Freistaat Bayern subventioniert Broschüre von Homo-Hassern

In Bayern sorgt eine homophobe Zeitungsbeilage der römisch-katholischen Kirche für Aufregung – denn sie wurde von der CSU-Regierung des Freistaates mit Steuergeldern mitfinanziert. Nun fordert die Bayern-SPD Aufklärung.

Einige Leser der „Augsburger Allgemeinen“ und der „Allgäuer Zeitung“ trauten am Wochenende ihren Augen nicht. Der Zeitung lag ein 16-seitiges Magazin namens „Familien bunt“ bei, herausgegeben vom Familienbund der Katholiken im Bistum Augsburg, mitfinanziert vom Bayerischen Staatsministerium für Arbeit, Familie, Soziales und Integration. Darin enthalten: Ein Beitrag des französischen Philosophen Bertrand Vergely, der in seiner Heimat Teil der Anti-Homo-Bewegung „Manif pour tous“ ist.

In seinem Beitrag mit dem Titel „Diktatur durch Verwirrung“ polemisiert Vergely gegen die Gleichbehandlung von schwulen und lesbischen Paaren. Homosexualität entspreche nicht „dem Wesen des Menschen“, so der französische Philosoph.
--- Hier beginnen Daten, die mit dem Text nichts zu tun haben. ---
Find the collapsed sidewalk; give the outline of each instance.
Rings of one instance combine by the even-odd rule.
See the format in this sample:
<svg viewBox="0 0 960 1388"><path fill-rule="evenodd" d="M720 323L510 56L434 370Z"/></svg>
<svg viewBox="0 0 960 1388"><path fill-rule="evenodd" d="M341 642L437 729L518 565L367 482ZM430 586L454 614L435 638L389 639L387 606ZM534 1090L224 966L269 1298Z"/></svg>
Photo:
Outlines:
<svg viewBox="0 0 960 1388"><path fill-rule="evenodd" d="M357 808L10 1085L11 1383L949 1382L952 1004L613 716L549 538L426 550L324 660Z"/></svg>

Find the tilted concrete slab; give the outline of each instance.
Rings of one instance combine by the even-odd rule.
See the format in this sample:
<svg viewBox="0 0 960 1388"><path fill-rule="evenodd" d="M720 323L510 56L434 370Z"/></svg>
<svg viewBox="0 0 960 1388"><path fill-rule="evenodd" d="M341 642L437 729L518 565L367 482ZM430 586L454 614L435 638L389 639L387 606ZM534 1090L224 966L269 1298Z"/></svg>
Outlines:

Linus Förster, Augsburger Landtagsabgeordneter der Bayern-SPD, ist über die „fundamentalistischen Positionierungen“ des Artikels entsetzt. „Der Familienbund der Katholiken hat in dieser Beilage ein regelrechtes Manifest gegen die sogenannte Homo-Ehe formuliert“, schüttelt der Sozialdemokrat den Kopf. Und mit dieser Meinung ist er nicht alleine: Dutzende empörte Bürger riefen ihn in seinem Abgeordnetenbüro an.
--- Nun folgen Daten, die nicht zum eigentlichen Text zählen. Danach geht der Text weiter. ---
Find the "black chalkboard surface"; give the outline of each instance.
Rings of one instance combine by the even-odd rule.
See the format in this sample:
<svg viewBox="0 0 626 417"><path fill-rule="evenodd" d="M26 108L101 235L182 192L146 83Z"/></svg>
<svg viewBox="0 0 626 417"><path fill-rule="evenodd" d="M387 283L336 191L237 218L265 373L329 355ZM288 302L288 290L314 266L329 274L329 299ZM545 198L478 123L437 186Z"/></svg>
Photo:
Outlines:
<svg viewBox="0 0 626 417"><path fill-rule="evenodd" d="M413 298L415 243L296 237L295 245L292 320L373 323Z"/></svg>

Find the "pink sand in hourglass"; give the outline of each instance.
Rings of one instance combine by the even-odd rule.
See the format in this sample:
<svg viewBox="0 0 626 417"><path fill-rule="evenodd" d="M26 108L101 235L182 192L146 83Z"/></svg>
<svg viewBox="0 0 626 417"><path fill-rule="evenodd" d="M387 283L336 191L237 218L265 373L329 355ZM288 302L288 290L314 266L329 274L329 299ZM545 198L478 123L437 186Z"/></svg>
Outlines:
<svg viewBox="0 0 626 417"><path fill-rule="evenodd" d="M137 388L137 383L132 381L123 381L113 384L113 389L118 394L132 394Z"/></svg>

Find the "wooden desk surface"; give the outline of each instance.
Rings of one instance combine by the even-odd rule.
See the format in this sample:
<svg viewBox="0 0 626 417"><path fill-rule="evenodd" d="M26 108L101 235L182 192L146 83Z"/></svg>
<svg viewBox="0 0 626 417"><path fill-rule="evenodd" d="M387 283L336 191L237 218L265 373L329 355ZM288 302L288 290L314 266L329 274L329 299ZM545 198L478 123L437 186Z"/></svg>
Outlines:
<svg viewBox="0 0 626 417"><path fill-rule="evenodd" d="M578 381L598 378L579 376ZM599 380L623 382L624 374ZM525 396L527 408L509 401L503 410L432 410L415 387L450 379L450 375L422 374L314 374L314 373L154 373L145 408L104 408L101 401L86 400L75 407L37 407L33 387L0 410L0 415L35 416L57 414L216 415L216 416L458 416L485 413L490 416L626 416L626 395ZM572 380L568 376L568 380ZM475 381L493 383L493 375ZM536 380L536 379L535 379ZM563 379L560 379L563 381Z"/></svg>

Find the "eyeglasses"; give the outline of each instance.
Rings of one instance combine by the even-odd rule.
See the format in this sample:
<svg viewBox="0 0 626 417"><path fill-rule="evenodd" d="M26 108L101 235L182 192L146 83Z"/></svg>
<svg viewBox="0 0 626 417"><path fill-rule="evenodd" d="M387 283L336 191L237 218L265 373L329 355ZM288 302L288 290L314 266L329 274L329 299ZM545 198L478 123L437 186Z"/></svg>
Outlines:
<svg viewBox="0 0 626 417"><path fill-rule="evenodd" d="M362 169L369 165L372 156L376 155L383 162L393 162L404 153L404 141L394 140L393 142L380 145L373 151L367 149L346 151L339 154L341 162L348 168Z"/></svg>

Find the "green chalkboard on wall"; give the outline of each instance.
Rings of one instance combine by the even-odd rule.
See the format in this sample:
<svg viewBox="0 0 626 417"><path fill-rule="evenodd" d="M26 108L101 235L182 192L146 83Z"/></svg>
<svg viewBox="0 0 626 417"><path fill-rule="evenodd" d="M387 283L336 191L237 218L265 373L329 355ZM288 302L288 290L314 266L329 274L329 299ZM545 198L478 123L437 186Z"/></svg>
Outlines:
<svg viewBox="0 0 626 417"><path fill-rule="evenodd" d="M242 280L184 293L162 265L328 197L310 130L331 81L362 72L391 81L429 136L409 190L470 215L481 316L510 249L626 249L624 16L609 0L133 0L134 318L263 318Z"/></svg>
Den Inhalt des Artikels von Bertrand Vergely akzeptiert Förster zähneknirschend „im Sinne der Meinungsvielfalt“ – „aber was mich wirklich entsetzen würde, wenn eine solche Positionierung vom Bayerischen Staatsministerium für Arbeit, Familie, Soziales und Integration gefördert wurde“. Er hat daher eine schriftliche Anfrage an die Regierung gestellt, die im Rahmen eines Dringlichkeitsantrages gestern behandelt wurde. Linus Förster wollte wissen, ob die redaktionellen Inhalte vorher bekannt waren und welche Intention die Staatsregierung mit der Förderung verfolgte. Zudem möchte Förster erfahren, ob Bayern auch auch Publikationen von Schwulen- und Lesbengruppen für eine Gegenpositionierung entsprechend fördert.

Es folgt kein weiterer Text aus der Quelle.